I know, this is information overload but…it’s important to know the horrific dynamics of this disease.
People with plaque only Alzheimer’s show a slower rate of deterioration during their lives. People with neurofibrillary tangles are more likely to be diagnosed with frontotemporal dementia.
What are Amyloid plaque and neurofibrillary tangles you keep asking?
Allow me to share this explanation from …. Catherine E. Myers. Copyright © 2006 Memory Loss and the Brain …
Amyloid plaques are one of the two brain abnormalities that define Alzheimer’s disease (AD). The other hallmark is neurofibrillary tangles. Technically, an individual may display all the behavioral and cognitive symptoms of AD, but if the brain does not contain the hallmark plaques and tangles, there is no diagnosis of AD. The appearance of amyloid plaques in the brain can proceed the behavioral symptoms by years.
Amyloid plaques are sticky buildup which accumulates outside nerve cells, or neurons. Amyloid is a protein that is normally found throughout the body. For reasons as yet unknown, in AD, the protein divides improperly, creating a form called beta amyloid which is toxic to neurons in the brain. No one really knows why beta amyloid is formed or why it causes cell death. One possibility is that it may break into fragments, releasing substances called free radicals that attack neurons. Another possibility is that beta amyloid forms tiny channels (holes) in neuron membranes, allowing influx of unlimited amounts of calcium. Although regulated amounts of calcium are necessary for normal neuronal function, too much can kill a neuron. However beta amyloid does its work, the result is that neurons begin to die. Plaques begin to form that consist of these degenerating neurons and clumps of the amyloid protein itself. The body cannot break these clumps down and dispose of them, so they accumulate in the brain.

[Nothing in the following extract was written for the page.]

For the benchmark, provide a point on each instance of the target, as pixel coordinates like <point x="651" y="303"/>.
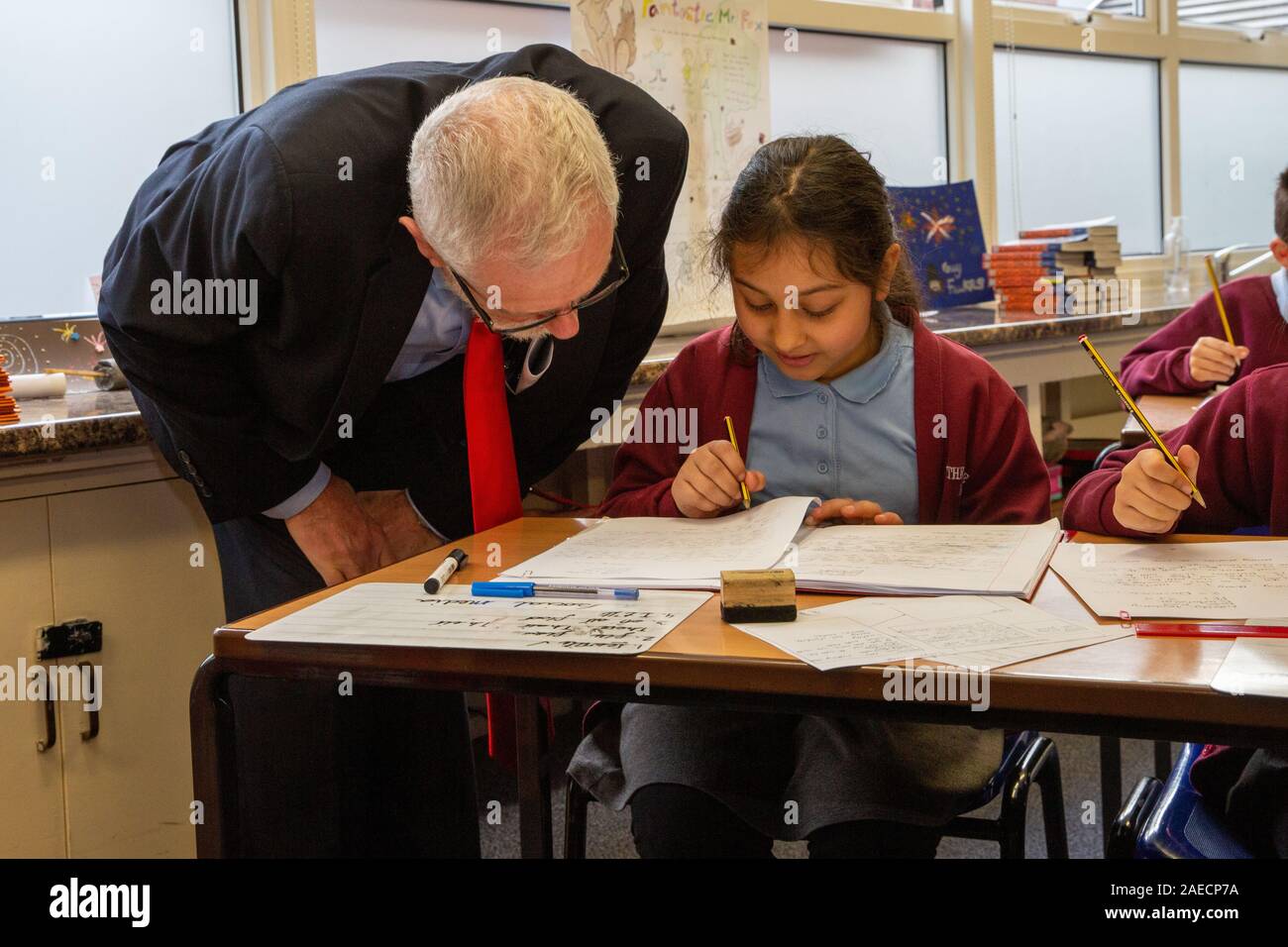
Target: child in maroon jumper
<point x="1190" y="354"/>
<point x="836" y="390"/>
<point x="1235" y="450"/>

Dementia itself is a collection of symptoms including memory loss, personality change, and impaired intellectual functions resulting from disease or trauma to the brain. These changes are not part of our normal aging and are severe enough to impact daily living, independence, and relationships.
Under this Dementia-related category there is:
- Vascular Dementia
- Parkinson’s Dementia
- Lewy Body Disease
- Pick’s Disease
- Creutzfeldt-Jakob Disease
- Huntington’s Disease
Whatever the category, Dementia is a devastating impairment for the individual who suffers from the disease. Those families who devote themselves to that person’s care find their lives challenged on a daily basis. For any Caregiver, it becomes a physical, emotional and financial drain, bringing your life to a standstill while your family member becomes your constant priority….. especially if their resources are limited.
But, but….there is plenty of help from the state and government, isn’t there?, you ask…
That….is a very long and involved story for another day.